合流祝い
食事に行きましょうとシラギクが迎えに来た。そこで話し合いは一旦中断して食事を摂ることにした。てっきり宿屋の食堂でとるのかと思いきや、外へと連れ出された。息が白い。本格的に冷えてきた。
「すみません、なんせ人数が多いもんで、宿屋じゃ賄えないからと言われてしまって」
「何人くらいいるんですかね?」
「えーと」
シラギクが指折り数え、両手全て折り、頷いた。
「11人です」
「大所帯ですね!!」
そりゃ宿屋じゃ賄えない筈だと納得した。
団体さまだよ。あちらでのバイト先じゃあ絶対宴会するような人数だよ。
「一応広いところをとったので、そこまで狭くはないと思います」
シラギクの後に続きながら始めてみるパルジューナの街並みを眺める。流石は魔法具の国と呼ばれることはある。軽く見渡すだけでも数えきれないほどの魔法具が夜の街を照らし、雪を溶かし、足元を温めてくれる。
窓枠はカラフルで、どの家も花を飾っている。
建築はドルイプチェと大差無いのに、少しの差でこんなにも印象が変わるとは。
店につき中に入ると既にみんな揃っていた。
驚くことに皆既に見たことのある顔ばかりで驚いた。というか、広いところをとったのでって、店を貸切状態にしたってことかよ。
そして、それはあちらも同じらしく、オレの顔を確認するなり一瞬ざわついた。
「おおおお!!!!あん時の良い奴じゃねーか!!!久しぶりだな!!!!」
「ノルベルトさん!」
机から飛び出しそうな勢いで席を立ち、両手を広げた人がいて目を向けると、チクセで世話になったノルベルトさんだった。興奮しているノルベルトを机に上がらないように服を引っ張るガルネットもこちらを見て「お久しぶりです」と手を降った。
「あ!あん時の剣闘士の子じゃない!え、じゃあ今キリコ近くにいるの!?」
その隣でこれまた見たことのある美女が腰を浮かせて辺りを見回し始めた。それをムキムキが抑えている。
「すみません、キリコさん達はルキオの援護に回ってて、今別行動しているんです」
「そうなの。でもよかった。心配してたのよ、あの奇襲攻撃でやられてないか恐かったから。無事なら良かった」
腰を落ち着け、嬉しそうな顔でブドウを摘まんだ。
「ささ、座りましょう!今日は無事合流できたことを存分に祝って乾杯しましょう!!」
その日は存分に食べて飲んで騒いだ。
たくさん笑ってたくさん話して、ニックが預かってたネコがピートンのニファと友達になったと嬉しそうに報告してきて、オレも嬉しかったし、何よりレーニォさんとラビさんが楽しそうにしているのを見てオレも楽しくなった。
そうして夜は更け、朝になった。
アレックスを送り届けたのでお役目ごめんと言う感じでルキオに戻ろうと思ったのだが、早朝、神から通知が入った。
曰く、リオンスシャーレに不穏な魔力の動きがあるから様子を見てきてくれという事だった。
リオンスシャーレって、大陸の左側を占領しているめっちゃでかい国じゃん。ルキオと真逆じゃん。
どうやら神様はオレと仲間を合流させる気は無いらしい。
「ライハァー…、もっと飲もぉーぜー」
「ノルベルトさん一旦水飲みましょう。

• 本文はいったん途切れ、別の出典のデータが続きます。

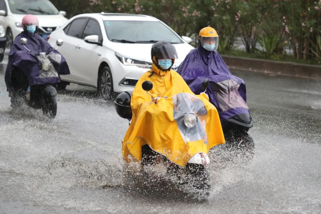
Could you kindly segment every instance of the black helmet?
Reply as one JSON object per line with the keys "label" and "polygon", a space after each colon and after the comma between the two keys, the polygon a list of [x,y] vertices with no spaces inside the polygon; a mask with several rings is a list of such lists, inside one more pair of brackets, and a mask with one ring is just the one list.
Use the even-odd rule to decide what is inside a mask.
{"label": "black helmet", "polygon": [[130,107],[130,98],[132,93],[132,91],[121,93],[114,102],[116,111],[121,117],[128,120],[132,119],[133,113]]}
{"label": "black helmet", "polygon": [[[160,41],[153,45],[152,46],[151,51],[152,60],[159,69],[162,71],[169,71],[170,67],[168,69],[164,69],[158,64],[158,60],[164,59],[171,59],[172,66],[174,64],[174,59],[178,58],[177,53],[175,49],[175,47],[173,45],[166,41]],[[156,61],[153,58],[155,57]],[[152,74],[153,73],[152,73]]]}
{"label": "black helmet", "polygon": [[151,52],[152,59],[155,56],[160,59],[177,59],[177,53],[175,47],[166,41],[160,41],[153,45]]}

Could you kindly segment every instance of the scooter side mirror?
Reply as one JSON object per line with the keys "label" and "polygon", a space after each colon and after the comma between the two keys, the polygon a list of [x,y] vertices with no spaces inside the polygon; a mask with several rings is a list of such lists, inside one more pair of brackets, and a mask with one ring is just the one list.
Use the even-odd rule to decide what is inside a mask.
{"label": "scooter side mirror", "polygon": [[63,44],[64,41],[61,39],[57,39],[57,41],[56,41],[56,45],[59,47],[62,45]]}
{"label": "scooter side mirror", "polygon": [[22,38],[20,39],[20,44],[24,45],[27,44],[27,40],[25,38]]}
{"label": "scooter side mirror", "polygon": [[153,88],[153,83],[150,81],[144,81],[142,84],[142,87],[146,91],[150,91]]}
{"label": "scooter side mirror", "polygon": [[202,88],[204,90],[206,90],[208,88],[208,86],[209,84],[210,81],[209,81],[208,79],[206,78],[204,81],[203,82],[203,83],[202,83]]}

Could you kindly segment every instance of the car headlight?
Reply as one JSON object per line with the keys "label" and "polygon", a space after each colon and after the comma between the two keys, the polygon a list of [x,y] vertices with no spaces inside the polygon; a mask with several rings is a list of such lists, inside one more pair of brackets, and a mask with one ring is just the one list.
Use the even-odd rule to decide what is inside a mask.
{"label": "car headlight", "polygon": [[197,121],[197,117],[193,113],[189,113],[184,117],[184,123],[188,128],[193,128],[195,126]]}
{"label": "car headlight", "polygon": [[0,37],[4,37],[5,36],[5,32],[4,32],[4,29],[2,25],[0,25]]}
{"label": "car headlight", "polygon": [[22,24],[21,22],[16,22],[15,24],[17,28],[22,27]]}
{"label": "car headlight", "polygon": [[124,65],[136,65],[140,68],[151,68],[152,63],[138,59],[129,57],[115,52],[115,55],[118,60]]}

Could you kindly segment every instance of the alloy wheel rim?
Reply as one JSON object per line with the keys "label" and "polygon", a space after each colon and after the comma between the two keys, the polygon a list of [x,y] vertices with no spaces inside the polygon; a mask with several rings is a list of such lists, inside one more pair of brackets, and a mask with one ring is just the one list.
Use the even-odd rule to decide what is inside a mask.
{"label": "alloy wheel rim", "polygon": [[108,72],[104,71],[100,79],[100,92],[103,97],[108,98],[110,94],[111,89],[111,80]]}
{"label": "alloy wheel rim", "polygon": [[13,36],[12,33],[10,31],[7,33],[7,47],[10,48],[12,45]]}

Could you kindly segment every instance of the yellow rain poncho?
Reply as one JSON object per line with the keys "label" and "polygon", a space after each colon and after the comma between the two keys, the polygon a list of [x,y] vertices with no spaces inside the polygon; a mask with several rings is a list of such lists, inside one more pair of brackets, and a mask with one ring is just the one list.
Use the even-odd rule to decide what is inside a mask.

水」
グデングデンになったノルベルトを椅子に向かって引き摺っていると、突然ムキムキの腕が伸びてきてノルベルトをひょいと持ち上げた。
「兄さん、全くもう、迷惑をかけちゃダメじゃないか。ほら、あっちにうまーい水瓶があるぞ」
「俺は酒が飲みたいんだよぉ」
シェルムだった。ノルベルトは襟をシェルムに鷲掴みにされて連れていかれていた。力強いな。それにしても、と、辺りを見回す。
「こいつは酷い」
「だろ」
外で気分転換をしていたアレックスが隣に来て言った。そういえば酒飲めないんだった。
店の中は死屍累々で、今動けているのはオレとアレックスとラビくらいである。うーん、どうしようこれ。
元々酒に強かったらしいオレは二日酔いもなく目覚めが良い。酒を飲んでない二人は昨日の惨事にゲンナリしていた。